Former NFL head coach Marty Schottenheimer was moved to a hospice facility near his home in Charlotte, North Carolina, on Saturday because of complications from Alzheimer’s disease, his family said Wednesday in a statement given to ESPN’s Chris Mortensen.
He is listed in stable condition.
“As a family we are surrounding him with love,” his wife, Pat, said in a statement, also speaking on behalf of the couple’s children, Kristin and Brian, “and are soaking up the prayers and support from all those he impacted through his incredible life. In the way he taught us all, we are putting one foot in front of the other … one play at a time.”

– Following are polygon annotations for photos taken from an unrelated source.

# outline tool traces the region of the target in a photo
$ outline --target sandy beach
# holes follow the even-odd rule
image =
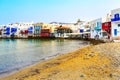
[[[120,43],[91,45],[0,80],[120,80]]]

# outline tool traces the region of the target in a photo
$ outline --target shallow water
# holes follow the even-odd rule
[[[79,40],[1,39],[0,75],[89,45]]]

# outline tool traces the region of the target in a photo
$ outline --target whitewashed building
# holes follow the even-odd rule
[[[111,28],[111,36],[112,37],[118,37],[120,36],[120,8],[119,9],[115,9],[111,11],[111,24],[112,24],[112,28]]]
[[[90,25],[90,37],[101,39],[102,36],[102,18],[95,19],[89,22]]]

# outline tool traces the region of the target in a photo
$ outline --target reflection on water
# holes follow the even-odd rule
[[[76,40],[1,39],[0,74],[88,45]]]

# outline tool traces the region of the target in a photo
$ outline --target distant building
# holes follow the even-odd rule
[[[120,8],[111,11],[112,37],[120,37]]]
[[[102,38],[102,18],[89,22],[91,38],[100,39]]]

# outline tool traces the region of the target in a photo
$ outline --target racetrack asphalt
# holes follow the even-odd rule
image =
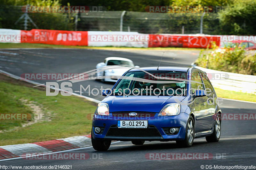
[[[173,51],[165,52],[162,66],[190,66],[198,57],[198,51]],[[18,76],[23,73],[79,73],[95,69],[97,63],[110,56],[127,58],[140,67],[157,66],[162,52],[156,51],[108,51],[89,49],[38,49],[0,50],[0,69]],[[42,84],[45,80],[34,80]],[[111,88],[113,83],[95,80],[82,82],[91,88]],[[73,91],[79,90],[80,83],[73,84]],[[88,96],[101,100],[101,96]],[[220,107],[223,113],[255,113],[256,104],[224,100]],[[204,138],[195,139],[192,146],[180,148],[175,142],[146,142],[135,146],[130,142],[112,144],[107,152],[99,152],[92,147],[70,152],[100,154],[102,159],[86,160],[27,160],[23,159],[0,162],[0,165],[13,166],[72,165],[72,169],[200,169],[201,165],[256,166],[256,123],[254,120],[223,120],[220,139],[218,143],[208,143]],[[68,129],[67,129],[67,130]],[[0,144],[1,145],[1,144]],[[145,157],[152,153],[210,153],[213,156],[222,154],[220,159],[209,160],[149,160]],[[101,154],[102,155],[100,155]],[[217,155],[216,154],[217,154]],[[210,168],[209,168],[210,169]],[[214,169],[212,168],[212,169]]]

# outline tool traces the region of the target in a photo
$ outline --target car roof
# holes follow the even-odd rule
[[[129,61],[130,62],[132,62],[131,60],[130,60],[130,59],[128,59],[128,58],[122,58],[122,57],[109,57],[106,58],[105,59],[107,61],[108,60],[122,60],[123,61]]]
[[[135,68],[129,70],[129,71],[140,71],[141,70],[145,71],[156,70],[157,68],[157,66],[140,67],[138,68]],[[175,71],[176,71],[187,72],[188,71],[188,69],[189,68],[190,68],[189,67],[183,67],[161,66],[159,67],[158,70]]]

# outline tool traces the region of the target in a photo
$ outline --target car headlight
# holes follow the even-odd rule
[[[158,114],[161,116],[174,116],[180,114],[180,104],[170,103],[164,106]]]
[[[108,103],[100,103],[98,104],[98,108],[97,108],[97,111],[95,113],[96,115],[105,116],[109,115],[109,109]]]

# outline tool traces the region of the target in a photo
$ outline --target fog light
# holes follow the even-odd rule
[[[171,128],[171,129],[170,129],[170,132],[171,133],[174,133],[176,131],[176,129],[175,129],[175,128]]]
[[[94,129],[94,130],[96,133],[100,133],[100,128],[98,127],[95,128]]]

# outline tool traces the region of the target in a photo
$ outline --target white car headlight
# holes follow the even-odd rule
[[[105,116],[109,115],[109,110],[108,105],[106,103],[100,103],[98,104],[97,115]]]
[[[158,114],[158,116],[175,116],[180,114],[180,104],[170,103],[166,105],[163,108]]]

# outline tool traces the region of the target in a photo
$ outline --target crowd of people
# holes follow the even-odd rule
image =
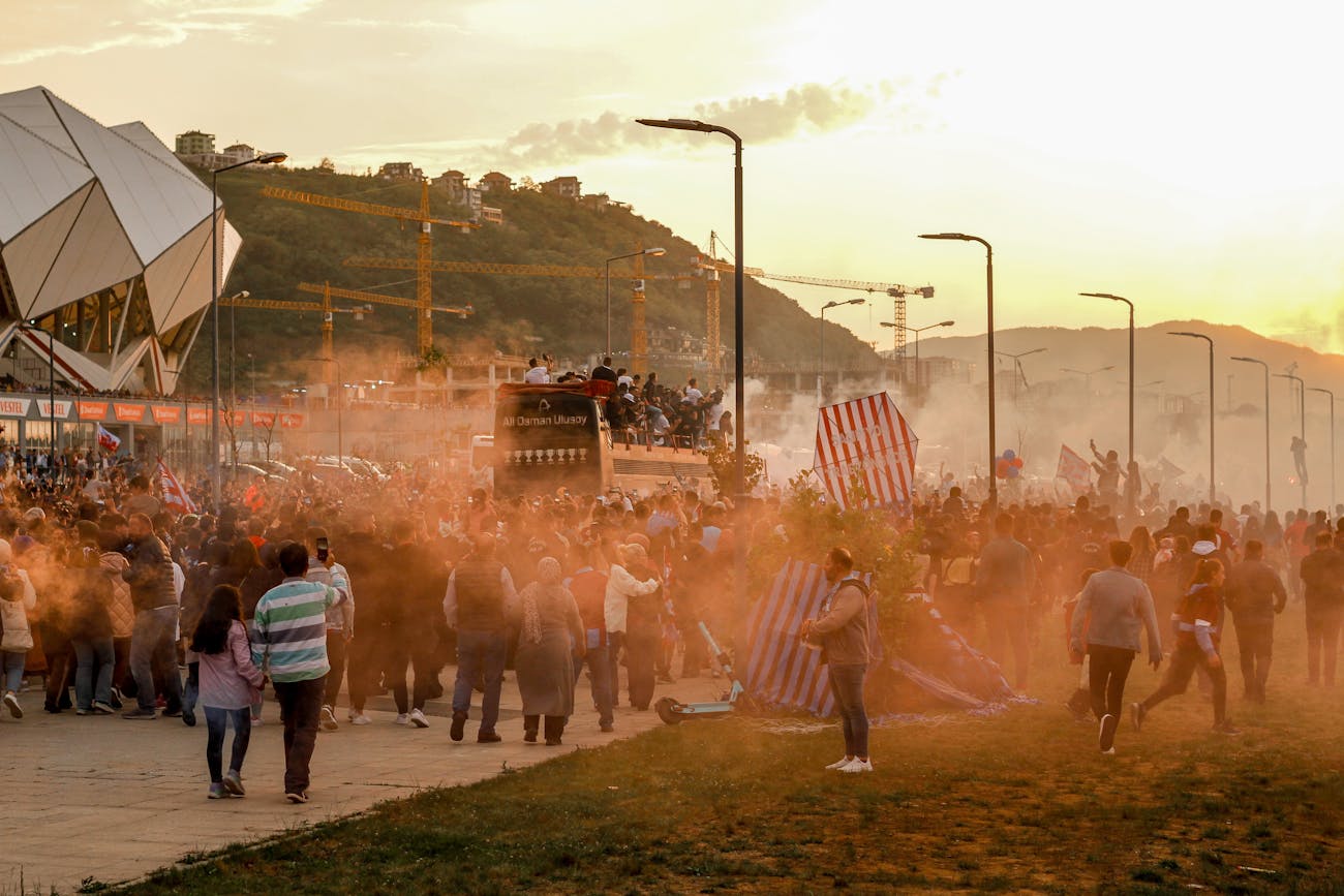
[[[3,701],[22,717],[22,682],[40,674],[52,713],[187,725],[199,713],[211,798],[242,795],[267,688],[293,802],[306,799],[319,731],[374,724],[375,695],[391,696],[394,721],[409,729],[431,727],[427,701],[446,696],[449,737],[460,742],[478,693],[474,739],[497,743],[508,733],[499,708],[509,664],[524,740],[563,743],[585,673],[599,729],[614,731],[620,704],[648,711],[673,674],[715,673],[696,626],[731,639],[734,547],[775,537],[784,520],[777,492],[743,506],[672,485],[496,501],[427,467],[339,486],[301,474],[230,482],[218,512],[199,513],[171,510],[156,485],[98,453],[74,457],[62,476],[11,463],[0,505]],[[188,490],[208,508],[206,480]],[[921,539],[922,580],[905,586],[922,584],[1019,692],[1031,684],[1034,645],[1054,641],[1050,621],[1066,615],[1066,643],[1052,653],[1083,666],[1068,707],[1095,716],[1103,752],[1114,750],[1125,680],[1144,647],[1167,674],[1129,705],[1136,728],[1198,673],[1215,729],[1236,733],[1223,650],[1234,631],[1245,696],[1265,701],[1274,619],[1293,598],[1306,607],[1310,680],[1335,682],[1344,523],[1332,528],[1325,512],[1284,523],[1255,505],[1126,513],[1099,496],[992,509],[945,482],[883,513]],[[835,767],[871,771],[870,594],[844,545],[816,548],[817,559],[835,548],[832,587],[798,635],[831,664],[847,742]]]

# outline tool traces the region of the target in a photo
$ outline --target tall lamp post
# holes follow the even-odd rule
[[[55,326],[60,326],[59,321],[55,321]],[[48,437],[51,447],[47,449],[47,472],[52,477],[56,474],[56,334],[51,330],[42,329],[32,324],[19,324],[19,329],[26,329],[39,336],[47,337],[47,414],[51,419],[51,435]],[[54,480],[52,480],[54,481]]]
[[[732,286],[737,293],[732,300],[732,314],[734,314],[734,368],[732,375],[737,380],[737,394],[734,402],[734,423],[737,427],[732,430],[734,443],[732,443],[732,465],[738,481],[738,494],[734,496],[738,508],[746,506],[746,485],[747,485],[747,455],[746,455],[746,442],[743,441],[743,433],[746,431],[746,341],[742,326],[742,286],[743,286],[743,270],[742,270],[742,137],[728,130],[722,125],[714,125],[704,121],[692,121],[689,118],[638,118],[641,125],[648,125],[649,128],[669,128],[672,130],[698,130],[706,134],[723,134],[732,141]],[[734,568],[734,603],[737,609],[738,625],[742,626],[745,631],[746,615],[747,615],[747,540],[734,539],[732,540],[732,568]],[[745,646],[746,641],[742,639],[738,643]]]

Schottenheimer, 77, was diagnosed with Alzheimer’s in 2014.
Schottenheimer, who coached the Browns, Chiefs, Washington and Chargers, posted a 205-139-1 career record, including the playoffs. He was named the NFL’s Coach of the Year in 2004 with the Chargers. His NFL career ended in 2006 following a 14-2 season with the Chargers and a divisional-round exit from the playoffs.
Schottenheimer also played six seasons as a linebacker for the Bills (1965 to 1968) and Patriots (1969 to 1970).
His son, Brian, recently reached agreement to become the Jaguars’ passing game coordinator, a source told ESPN’s Adam Schefter.